En prônant, sous le couvert de très vagues considérations humanitaires, le crime de guerre que constituerait le transfert forcé des Palestiniens de Gaza hors d’une enclave ravagée par les bombardements israéliens après les massacres du 7 octobre 2023 perpétrés par le Hamas, Donald Trump franchit un pas supplémentaire dans cet alignement. Il fait désormais sienne la vision du conflit israélo-palestinien développée par l’extrême droite raciste et suprémaciste israélienne.

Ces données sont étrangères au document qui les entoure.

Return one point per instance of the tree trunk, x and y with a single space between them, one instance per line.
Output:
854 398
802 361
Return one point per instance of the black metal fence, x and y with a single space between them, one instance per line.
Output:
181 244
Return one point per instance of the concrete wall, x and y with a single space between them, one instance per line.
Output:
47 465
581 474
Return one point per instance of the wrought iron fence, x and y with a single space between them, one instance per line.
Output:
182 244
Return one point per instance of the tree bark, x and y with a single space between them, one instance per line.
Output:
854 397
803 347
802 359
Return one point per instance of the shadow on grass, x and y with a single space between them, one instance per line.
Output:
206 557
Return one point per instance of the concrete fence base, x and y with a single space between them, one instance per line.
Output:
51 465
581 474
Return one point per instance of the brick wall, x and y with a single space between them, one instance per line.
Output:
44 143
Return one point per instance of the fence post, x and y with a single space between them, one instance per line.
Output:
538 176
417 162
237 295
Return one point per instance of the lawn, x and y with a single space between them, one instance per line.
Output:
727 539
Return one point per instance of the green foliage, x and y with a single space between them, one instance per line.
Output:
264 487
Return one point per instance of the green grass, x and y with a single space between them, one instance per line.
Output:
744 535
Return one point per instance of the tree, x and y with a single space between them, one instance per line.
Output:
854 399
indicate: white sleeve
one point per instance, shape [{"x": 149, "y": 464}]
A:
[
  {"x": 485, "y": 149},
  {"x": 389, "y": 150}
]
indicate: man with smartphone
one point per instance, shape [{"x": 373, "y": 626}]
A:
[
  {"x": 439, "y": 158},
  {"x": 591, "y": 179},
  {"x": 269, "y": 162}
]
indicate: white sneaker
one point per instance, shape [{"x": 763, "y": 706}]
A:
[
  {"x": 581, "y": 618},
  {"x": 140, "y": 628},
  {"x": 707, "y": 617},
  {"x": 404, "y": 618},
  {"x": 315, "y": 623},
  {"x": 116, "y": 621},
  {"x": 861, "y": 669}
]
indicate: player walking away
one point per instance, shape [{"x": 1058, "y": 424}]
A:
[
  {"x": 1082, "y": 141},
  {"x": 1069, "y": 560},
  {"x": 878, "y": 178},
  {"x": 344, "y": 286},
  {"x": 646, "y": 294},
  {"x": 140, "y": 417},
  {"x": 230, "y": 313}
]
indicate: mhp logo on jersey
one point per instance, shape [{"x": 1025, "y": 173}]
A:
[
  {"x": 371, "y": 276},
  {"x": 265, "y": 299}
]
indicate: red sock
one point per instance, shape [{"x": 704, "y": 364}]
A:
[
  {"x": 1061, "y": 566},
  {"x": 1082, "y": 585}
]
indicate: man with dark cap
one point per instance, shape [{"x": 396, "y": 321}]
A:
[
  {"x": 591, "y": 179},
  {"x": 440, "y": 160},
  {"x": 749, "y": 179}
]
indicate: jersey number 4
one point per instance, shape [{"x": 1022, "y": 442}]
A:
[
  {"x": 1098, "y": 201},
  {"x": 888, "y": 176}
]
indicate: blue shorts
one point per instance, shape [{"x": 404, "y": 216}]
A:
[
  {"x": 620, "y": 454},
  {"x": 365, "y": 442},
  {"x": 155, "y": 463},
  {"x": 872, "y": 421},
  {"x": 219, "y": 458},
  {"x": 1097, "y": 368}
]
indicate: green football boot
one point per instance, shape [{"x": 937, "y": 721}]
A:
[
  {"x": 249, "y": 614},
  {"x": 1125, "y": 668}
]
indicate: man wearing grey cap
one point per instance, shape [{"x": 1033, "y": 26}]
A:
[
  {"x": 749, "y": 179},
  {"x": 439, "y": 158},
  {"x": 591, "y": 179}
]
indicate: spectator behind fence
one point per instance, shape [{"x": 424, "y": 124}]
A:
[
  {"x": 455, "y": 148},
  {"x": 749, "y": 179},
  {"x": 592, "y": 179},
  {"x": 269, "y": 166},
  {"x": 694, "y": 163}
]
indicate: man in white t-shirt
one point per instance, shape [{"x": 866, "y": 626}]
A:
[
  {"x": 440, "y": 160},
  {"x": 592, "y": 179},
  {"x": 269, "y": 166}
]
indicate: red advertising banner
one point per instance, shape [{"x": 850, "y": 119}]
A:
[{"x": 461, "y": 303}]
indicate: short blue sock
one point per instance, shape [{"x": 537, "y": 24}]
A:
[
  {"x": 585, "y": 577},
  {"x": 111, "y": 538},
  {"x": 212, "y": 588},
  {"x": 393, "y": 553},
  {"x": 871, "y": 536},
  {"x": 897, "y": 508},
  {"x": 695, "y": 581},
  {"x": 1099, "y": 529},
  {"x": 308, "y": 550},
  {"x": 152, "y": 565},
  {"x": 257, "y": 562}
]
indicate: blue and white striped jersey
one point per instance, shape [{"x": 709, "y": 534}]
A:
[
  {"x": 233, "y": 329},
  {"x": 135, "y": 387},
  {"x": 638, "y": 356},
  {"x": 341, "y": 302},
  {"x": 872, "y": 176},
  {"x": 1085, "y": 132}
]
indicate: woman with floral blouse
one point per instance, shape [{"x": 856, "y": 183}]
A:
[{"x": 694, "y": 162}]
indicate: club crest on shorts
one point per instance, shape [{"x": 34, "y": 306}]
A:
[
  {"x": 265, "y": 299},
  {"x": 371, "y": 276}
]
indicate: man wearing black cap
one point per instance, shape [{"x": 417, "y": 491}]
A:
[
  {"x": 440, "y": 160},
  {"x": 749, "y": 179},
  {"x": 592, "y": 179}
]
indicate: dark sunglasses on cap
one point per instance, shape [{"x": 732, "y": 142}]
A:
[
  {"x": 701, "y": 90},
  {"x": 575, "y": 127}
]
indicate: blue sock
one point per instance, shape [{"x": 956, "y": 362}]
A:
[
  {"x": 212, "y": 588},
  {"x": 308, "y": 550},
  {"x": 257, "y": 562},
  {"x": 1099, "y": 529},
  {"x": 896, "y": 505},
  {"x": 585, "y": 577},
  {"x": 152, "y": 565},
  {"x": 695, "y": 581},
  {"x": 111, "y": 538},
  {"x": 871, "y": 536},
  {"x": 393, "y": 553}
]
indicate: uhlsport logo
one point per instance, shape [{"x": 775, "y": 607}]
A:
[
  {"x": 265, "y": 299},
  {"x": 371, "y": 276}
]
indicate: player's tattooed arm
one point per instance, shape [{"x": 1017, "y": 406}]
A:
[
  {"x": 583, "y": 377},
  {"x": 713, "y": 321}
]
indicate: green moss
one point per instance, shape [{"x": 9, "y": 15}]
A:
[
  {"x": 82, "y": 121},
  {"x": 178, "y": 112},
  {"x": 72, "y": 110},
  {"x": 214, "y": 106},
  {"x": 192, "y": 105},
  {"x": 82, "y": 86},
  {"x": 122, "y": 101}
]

D’autant que le coup de théâtre concernant Gaza pourrait être accompagné prochainement, selon le républicain, par une prise de position à propos d’éventuelles annexions massives en Cisjordanie occupée.

Un néo-impérialisme botté

En refusant aux Palestiniens le droit légitime à l’autodétermination sur la terre qui est aujourd’hui la leur, Donald Trump fait donc d’un négationnisme la doctrine officielle de la première puissance mondiale. Il doit être mis en échec. Une paix durable ne peut être obtenue que par le compromis, pas par l’écrasement d’un peuple, si faible soit-il. Un tel projet évidemment cataclysmique pour les Palestiniens déchaînerait un dangereux messianisme israélien. Ni les uns ni les autres n’y gagneraient.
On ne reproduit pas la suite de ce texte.